Sunday, May 02, 2010

Ann's Class Reunion Photos

Marie Menger Renaud, Ann Freutal and Mary Love Angelo Simrall


Marie and Mary Love at Crowns to Heels downtown Vicksburg.

Sitting pretty on Civil War cannons at the Vicksburg National Military Park!



Rita Martin Holland, Ina Lott Whittington, Jane Cathy Wilkerson, and myself, Marian Love Phillips.

Rita Martin Holland, Ina Lott Whittington, Jane Cathey Wilkerson and Ann Freutel Gilman

Mary Love and Ann

Kay Hess Simms, Rita Martin Holland, Jane Cathy Wilkerson, Mary Love Angelo Simrall and Vera Marshall Brown.

Ann Freutel Gilman in center with white top.

Left to right, Sue McNamara Fowler, Jane Cathey Wilkerson, Kay Hess Simms, Ann Freutel Gilman, Ina Lott Whittington, Theresa Martin Kitwowski and Rita Martin Holland.

Ann, Rita and Jane


Jane, Rita and Charlene

Bobbie, Beverly, Jane, Rita, Agnes, Ann and Pat.


Agnes, Theresa and Rita

Ann Hardin Jackson, Beverly Haas Dixon and Charlene Guiney Bullock

Jackie Andrews, Bobbie Banchetti Dickens, Ann Freutal Gilman and Mary Love Angelo Simrall.

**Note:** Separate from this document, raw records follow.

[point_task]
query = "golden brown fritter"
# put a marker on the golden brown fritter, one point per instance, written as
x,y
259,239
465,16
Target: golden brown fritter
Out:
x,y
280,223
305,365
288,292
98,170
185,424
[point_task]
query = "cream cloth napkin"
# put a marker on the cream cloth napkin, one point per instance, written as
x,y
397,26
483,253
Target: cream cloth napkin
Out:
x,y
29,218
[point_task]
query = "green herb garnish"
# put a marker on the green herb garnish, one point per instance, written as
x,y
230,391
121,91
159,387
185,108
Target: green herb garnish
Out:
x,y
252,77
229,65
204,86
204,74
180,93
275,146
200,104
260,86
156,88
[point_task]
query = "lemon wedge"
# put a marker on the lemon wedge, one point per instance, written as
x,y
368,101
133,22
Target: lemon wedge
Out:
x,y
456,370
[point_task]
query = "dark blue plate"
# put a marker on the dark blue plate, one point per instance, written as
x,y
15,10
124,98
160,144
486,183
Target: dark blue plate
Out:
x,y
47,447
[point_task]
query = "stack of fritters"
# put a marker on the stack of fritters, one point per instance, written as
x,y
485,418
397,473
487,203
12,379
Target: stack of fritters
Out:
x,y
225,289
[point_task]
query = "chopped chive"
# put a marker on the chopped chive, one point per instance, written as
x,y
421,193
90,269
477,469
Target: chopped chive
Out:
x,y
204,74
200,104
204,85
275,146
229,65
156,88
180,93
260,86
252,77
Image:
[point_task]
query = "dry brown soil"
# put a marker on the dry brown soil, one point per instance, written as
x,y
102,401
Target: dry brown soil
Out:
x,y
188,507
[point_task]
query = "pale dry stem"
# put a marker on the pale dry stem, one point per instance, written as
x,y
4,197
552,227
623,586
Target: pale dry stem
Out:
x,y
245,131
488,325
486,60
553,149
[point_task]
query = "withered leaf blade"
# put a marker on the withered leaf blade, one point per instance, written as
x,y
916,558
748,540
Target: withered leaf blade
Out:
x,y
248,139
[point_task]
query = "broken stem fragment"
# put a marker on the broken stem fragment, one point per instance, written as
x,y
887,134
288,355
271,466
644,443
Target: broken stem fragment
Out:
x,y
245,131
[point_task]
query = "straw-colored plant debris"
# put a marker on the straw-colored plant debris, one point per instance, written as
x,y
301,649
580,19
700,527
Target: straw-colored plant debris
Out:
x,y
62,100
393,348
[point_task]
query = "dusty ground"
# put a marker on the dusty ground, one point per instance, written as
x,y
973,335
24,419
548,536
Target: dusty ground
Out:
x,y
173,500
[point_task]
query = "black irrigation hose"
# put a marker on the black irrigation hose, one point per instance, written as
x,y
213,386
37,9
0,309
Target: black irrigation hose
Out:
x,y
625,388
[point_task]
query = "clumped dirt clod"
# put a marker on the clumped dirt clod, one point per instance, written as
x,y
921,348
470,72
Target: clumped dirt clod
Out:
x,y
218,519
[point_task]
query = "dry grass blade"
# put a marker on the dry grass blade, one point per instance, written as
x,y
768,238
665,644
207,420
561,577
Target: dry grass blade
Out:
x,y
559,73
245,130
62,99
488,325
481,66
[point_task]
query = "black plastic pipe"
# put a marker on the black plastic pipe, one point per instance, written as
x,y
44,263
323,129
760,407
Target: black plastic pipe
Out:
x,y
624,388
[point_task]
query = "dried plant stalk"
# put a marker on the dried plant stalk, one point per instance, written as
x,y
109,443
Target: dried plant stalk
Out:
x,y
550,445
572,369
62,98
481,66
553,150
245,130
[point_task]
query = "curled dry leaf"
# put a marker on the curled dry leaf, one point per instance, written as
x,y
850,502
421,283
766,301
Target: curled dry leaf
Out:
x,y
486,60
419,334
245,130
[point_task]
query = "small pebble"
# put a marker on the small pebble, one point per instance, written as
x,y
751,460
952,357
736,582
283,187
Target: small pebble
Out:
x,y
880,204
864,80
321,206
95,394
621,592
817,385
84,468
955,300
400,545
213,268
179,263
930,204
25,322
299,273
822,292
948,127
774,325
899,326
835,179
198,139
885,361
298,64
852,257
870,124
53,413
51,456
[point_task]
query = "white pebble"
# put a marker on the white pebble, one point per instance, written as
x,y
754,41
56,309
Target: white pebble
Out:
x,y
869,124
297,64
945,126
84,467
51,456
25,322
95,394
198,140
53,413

Mary Love Angelo Simrall in front of Southern Cultural Heritage Foundation (SFXA) Auditorium

The top basketball court yard filled with grass and trees now with the Sisters of Mercy convent in the background.

A really nice 50th Class Reunion banner flanked by Bobbie and Ann.

Ann Freutel Gilman and Agnes Banchetti Howell

Bertha Dearing Hull, Bobbie Banchetti Dickens, Ann Freutel Gilman and Charlene Guiney Bullock at the antique piano in the Cobb House.


Ann and Bobbie holding a "you guessed it" antique machine!

Jane, Ann and Mary Love at SFXA/SAHS Alumni Banquet.

Ann, Rita, Jane and Doris Hosemann.

Many thanks to Ann Freutel Gilman for emailing me her photos of their 50th class reunion so that her classmates could enjoy.